Description and outline

The tutorial will cover major ideas from economics, law, political science, and cultural evolutionary theory about how societies align individual actions with total or group social welfare. We’ll then introduce some promising avenues by which these ideas could be integrated into new approaches for AI safety and alignment.

  1. General equilibrium theory, welfare economics
    • Fundamental theorems of welfare economics (proof that perfectly competitive markets maximize a (utilitarian) social welfare function and achieve the same distribution of resources and goods as an omniscient benevolent social planner; and that any desired final distribution can be achieved through a redistribution of initial endowments); how these theorems guide analysis of real (ie not competitive) markets; limitations and critiques of utilitarian welfare functions
    • The role of legal rules in structuring markets (property, contract) correcting market failure (tort, regulation) to realign individual incentives to social welfare (internalizing externalities)
  2. Democratic/political theory
    • Alternative mechanisms for aggregating preferences
    • Substantive normative commitments (eg equality, dignity, autonomy) and the limitations of the concept of preferences
    • Democratic institutions beyond voting (courts, administration)
    • Overlapping consensus and pluralism (Rawls political liberalism)
  3. Principal-agent theory and mechanism design
    • How incentives of agents are aligned to principals in light of asymmetric information and self-interest using contracts and mechanisms (structures that implement optimal payoff structures, as in auctions); core mathematical results
    • How incompleteness of contracts impacts optimal mechanism design
    • Designing mechanisms for multiple principals
  4. The evolution of human cooperation
    • Evidence of human ultra-sociality and cooperation relative to other mammals
    • Does evolution of human cooperation require particular human psychological traits such as desire for prestige or conformity?
    • Evolutionary game theoretic models for the evolution of cooperation based on third-party punishment
  5. Applications to AI
    • Examples of how the above ideas have been/can be integrated into AI design, deployment and governance:
      • Multi-agent contracting
      • Consensus models
      • Classification institutions for MARL & Gen AI agents

Goals

Participants will come away with a sophisticated understanding of how other disciplines in the social sciences analyze alignment in human societies with a focus not on aligning individuals but rather on aligning group behavior with overall group welfare. Participants will leave with an understanding of how theories of institutions, cooperation, norms, social dilemmas, and contracts have been used to understand mechanisms like regulated markets that encourage self-interested individuals to generate wealth while not imposing excessive costs (externalities) on others, and how these approaches explain how institutions like markets can harness individual-level misalignment to advance social welfare. Participants will also be exposed to the idea that different alignment problems call for different solutions: managing a forest is different from managing a fishery, and both differ from social media and AI. In all domains, governance must be tailored to the problem at hand, and AI is no different.
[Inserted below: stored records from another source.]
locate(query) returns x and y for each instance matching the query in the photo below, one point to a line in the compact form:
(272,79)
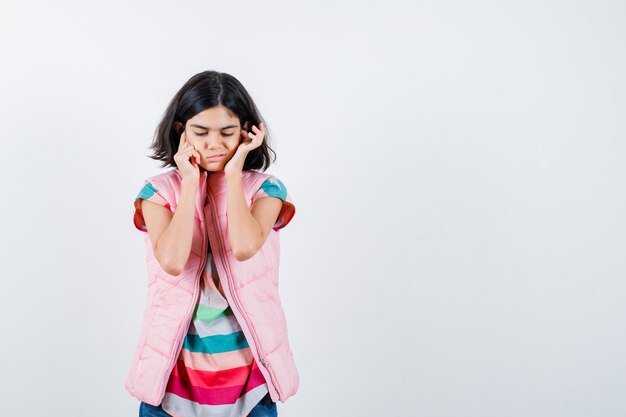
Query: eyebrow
(206,128)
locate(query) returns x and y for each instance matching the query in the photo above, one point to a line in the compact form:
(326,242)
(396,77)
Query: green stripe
(275,190)
(147,191)
(215,344)
(207,314)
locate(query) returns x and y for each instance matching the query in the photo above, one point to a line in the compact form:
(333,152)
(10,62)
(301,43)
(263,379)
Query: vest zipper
(238,304)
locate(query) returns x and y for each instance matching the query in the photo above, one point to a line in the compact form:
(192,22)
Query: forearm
(244,232)
(174,244)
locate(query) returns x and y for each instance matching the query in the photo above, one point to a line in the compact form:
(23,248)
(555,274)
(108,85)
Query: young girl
(212,222)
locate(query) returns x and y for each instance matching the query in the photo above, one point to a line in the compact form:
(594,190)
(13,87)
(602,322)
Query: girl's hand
(249,141)
(183,157)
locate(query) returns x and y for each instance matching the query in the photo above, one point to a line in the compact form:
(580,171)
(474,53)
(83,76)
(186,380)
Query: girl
(212,222)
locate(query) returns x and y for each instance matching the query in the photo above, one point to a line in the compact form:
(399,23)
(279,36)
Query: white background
(458,174)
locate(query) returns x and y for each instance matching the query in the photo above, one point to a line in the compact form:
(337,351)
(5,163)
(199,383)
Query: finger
(181,141)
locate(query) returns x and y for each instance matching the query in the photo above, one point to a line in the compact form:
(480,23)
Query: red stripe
(214,396)
(212,379)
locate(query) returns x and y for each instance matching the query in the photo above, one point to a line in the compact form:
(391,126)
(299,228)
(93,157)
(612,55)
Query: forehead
(215,118)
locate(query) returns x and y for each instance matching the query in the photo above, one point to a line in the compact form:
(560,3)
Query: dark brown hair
(203,91)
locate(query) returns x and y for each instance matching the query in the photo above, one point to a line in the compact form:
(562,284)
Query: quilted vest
(250,287)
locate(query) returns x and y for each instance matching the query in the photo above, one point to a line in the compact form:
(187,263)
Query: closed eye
(204,134)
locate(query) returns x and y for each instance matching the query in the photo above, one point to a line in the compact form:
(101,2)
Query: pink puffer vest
(251,289)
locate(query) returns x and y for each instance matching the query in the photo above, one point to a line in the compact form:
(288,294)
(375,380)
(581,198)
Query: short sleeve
(273,187)
(150,193)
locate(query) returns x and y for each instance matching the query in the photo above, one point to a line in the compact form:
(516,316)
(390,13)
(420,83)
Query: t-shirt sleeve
(273,187)
(150,193)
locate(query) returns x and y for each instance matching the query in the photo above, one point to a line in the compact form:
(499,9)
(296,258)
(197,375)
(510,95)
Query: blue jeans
(265,408)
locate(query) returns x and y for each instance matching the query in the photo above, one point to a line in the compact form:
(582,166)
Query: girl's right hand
(183,158)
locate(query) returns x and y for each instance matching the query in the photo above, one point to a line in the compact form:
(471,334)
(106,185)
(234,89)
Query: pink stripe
(214,396)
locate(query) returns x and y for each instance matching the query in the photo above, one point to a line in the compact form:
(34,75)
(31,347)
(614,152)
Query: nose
(212,141)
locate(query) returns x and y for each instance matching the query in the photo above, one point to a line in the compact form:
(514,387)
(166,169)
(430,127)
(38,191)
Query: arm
(171,235)
(248,228)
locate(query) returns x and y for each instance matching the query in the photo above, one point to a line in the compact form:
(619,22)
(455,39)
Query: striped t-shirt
(215,373)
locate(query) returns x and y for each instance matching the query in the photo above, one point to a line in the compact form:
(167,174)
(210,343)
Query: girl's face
(214,132)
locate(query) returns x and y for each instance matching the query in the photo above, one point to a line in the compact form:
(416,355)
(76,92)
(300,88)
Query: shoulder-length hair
(203,91)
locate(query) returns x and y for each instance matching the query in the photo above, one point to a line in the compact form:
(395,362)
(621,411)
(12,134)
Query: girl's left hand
(249,142)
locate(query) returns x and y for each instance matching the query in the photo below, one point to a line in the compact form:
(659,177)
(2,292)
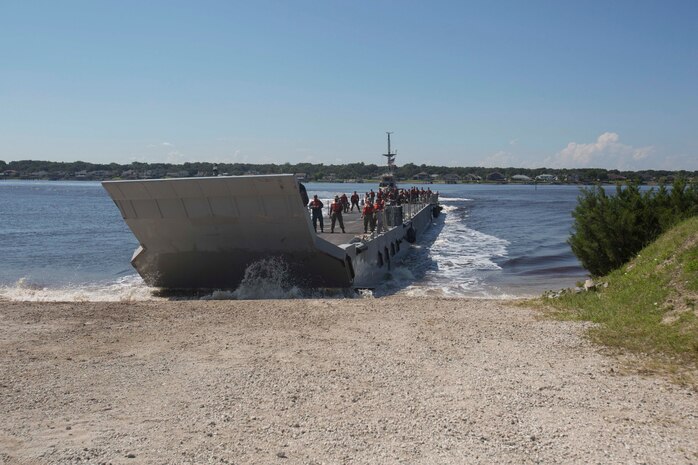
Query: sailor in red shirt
(355,201)
(336,213)
(369,218)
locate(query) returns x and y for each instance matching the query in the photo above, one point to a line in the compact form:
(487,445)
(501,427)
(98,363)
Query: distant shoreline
(408,173)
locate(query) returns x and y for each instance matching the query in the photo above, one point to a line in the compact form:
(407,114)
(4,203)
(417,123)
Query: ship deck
(353,225)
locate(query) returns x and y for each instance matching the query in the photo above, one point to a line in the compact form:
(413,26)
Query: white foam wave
(126,289)
(454,199)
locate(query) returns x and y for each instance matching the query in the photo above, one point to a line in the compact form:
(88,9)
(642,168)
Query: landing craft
(203,233)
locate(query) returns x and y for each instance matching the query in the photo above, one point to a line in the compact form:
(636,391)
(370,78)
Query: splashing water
(268,278)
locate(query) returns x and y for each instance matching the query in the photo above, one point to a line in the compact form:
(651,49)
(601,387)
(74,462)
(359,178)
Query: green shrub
(609,230)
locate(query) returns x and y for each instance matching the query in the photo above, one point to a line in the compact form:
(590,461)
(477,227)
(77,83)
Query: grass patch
(649,305)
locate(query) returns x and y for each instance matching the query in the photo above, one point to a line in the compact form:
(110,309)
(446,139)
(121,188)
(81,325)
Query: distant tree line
(323,172)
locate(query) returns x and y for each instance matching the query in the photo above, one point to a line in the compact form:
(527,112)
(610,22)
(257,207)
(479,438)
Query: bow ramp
(205,232)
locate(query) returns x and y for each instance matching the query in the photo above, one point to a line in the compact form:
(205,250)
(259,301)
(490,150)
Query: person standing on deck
(369,219)
(336,213)
(379,208)
(355,201)
(316,209)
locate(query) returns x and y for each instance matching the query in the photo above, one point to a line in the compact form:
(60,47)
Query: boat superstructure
(205,232)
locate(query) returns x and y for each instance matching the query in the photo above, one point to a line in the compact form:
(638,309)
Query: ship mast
(390,155)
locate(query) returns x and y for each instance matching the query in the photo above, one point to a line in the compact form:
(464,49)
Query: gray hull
(204,232)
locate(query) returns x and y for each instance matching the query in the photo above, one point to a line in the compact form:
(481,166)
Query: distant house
(451,178)
(177,174)
(496,176)
(129,174)
(521,178)
(545,178)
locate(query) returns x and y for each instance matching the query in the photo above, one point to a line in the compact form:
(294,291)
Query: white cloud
(606,152)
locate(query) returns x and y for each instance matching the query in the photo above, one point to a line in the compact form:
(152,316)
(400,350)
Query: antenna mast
(390,155)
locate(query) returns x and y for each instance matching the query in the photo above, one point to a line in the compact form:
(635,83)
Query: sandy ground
(393,380)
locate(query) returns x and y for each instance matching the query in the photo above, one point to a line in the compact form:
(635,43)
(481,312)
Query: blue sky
(610,84)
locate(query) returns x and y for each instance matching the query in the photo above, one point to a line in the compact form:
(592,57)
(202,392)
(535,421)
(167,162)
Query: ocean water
(67,241)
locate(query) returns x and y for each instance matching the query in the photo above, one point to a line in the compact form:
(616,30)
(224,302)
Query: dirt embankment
(392,380)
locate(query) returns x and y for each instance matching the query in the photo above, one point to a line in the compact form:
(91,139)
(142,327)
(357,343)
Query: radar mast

Our expected learning outcomes are that participants will gain a more sophisticated understanding of concepts such as preferences, pluralism and institutions, with knowledge of core results and references from the literatures in economics, law, political theory and human cultural evolutionary theory. We aim to ground the next generation of alignment work solidly in these more sophisticated concepts and encourage further advancements through collaboration and engagement between these disciplines and computer science.